What Gonzales' team wanted in U.S. Attorneys, according to an e-mail that Sampson sent to the White House, was "loyal Bushies." And thanks to a provision they quietly slipped into last year's reauthorization of the Patriot Act, they were able to put their candidates in without going through the customary route of Senate confirmation.

Seven of the eight fired had one thing in common: they were in districts where there were close electoral contests. In New Mexico, for instance, David Iglesias was fired after two Republican lawmakers, Senator Pete Domenici and Congresswoman Heather Wilson--who was in a tight House race-- called him to inquire about a corruption investigation that could have hurt Wilson's Democratic opponent. Iglesias claims Domenici went so far as to ask whether charges would be filed before the November balloting. A few weeks later, after complaints from Rove reached Sampson, Iglesias' name was added to the list of U.S. Attorneys to be fired. When Iglesias was booted with the others on Dec. 7, William Kelley, a deputy to then White House counsel Harriet Miers, sent Sampson an e-mail saying that Domenici's chief of staff "is happy as a clam" about the move. A week later Sampson replied that "Domenici is going to send over names [for a replacement] tomorrow (not even waiting for Iglesias's body to cool)." Both Domenici and Wilson have denied acting improperly.

At the center of all the intrigue is the role that Rove might have played in the department's decisions. The White House says an untold number of e-mails related to the firings may have gone missing, thanks to the fact that Rove and his aides were using separate e-mail accounts at the Republican National Committee, possibly violating the law. So the Senate Judiciary Committee subpoenaed Gonzales to hand over any e-mails to, from or copied to the President's chief political strategist that relate to the investigation. According to a Justice Department "privileged log" of e-mails not yet given Congress, Rove was among the recipients of at least one relevant message that showed up in Sampson's Inbox from Scott Jennings, a special assistant to the President. Dated Feb. 28--the day Iglesias went public with his accusation that Domenici and Wilson had improperly inquired about the corruption investigation--it is described in the log as: "Discussion re: telephone call received from Sen. Domenici's COS [chief of staff] re: Iglesias press conference."

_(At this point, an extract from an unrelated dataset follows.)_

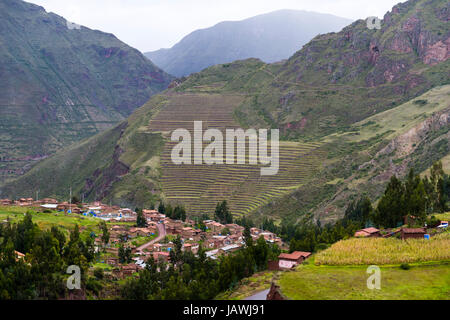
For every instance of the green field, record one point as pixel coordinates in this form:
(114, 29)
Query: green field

Meanwhile, it increasingly appears that Gonzales' underlings were taking political affiliation into account even when considering applicants for entry-level career positions that are supposed to be filled strictly on merit. As recently as March, Jeffrey Taylor, the top federal prosecutor for the District of Columbia, sources say, wanted to know why it was taking so long to hire a lawyer he had recruited. The answer he got from Goodling was that the candidate had been deemed unacceptable because the applicant appeared to be a Democrat. Goodling's lawyer refused to comment, citing Goodling's right to remain silent.

With every new revelation, the calls by lawmakers of both parties for Gonzales' resignation have grown louder. But Bush has been unwilling to cut him loose, a testament to the intense personal bond that he and Gonzales have felt for each other since the newly elected Texas Governor plucked the Harvard-educated son of migrant farm workers from a prestigious Houston law firm to become his counsel. Every one of the increasingly powerful jobs Gonzales has held since then--Texas secretary of state, state supreme court justice and White House counsel--has been bestowed on him by Bush. When he has been asked how running a 110,000-person department was different from his job as White House counsel, Gonzales has replied, balefully, "Well, I miss the President. I don't get to see him as often as I did when I was in the White House."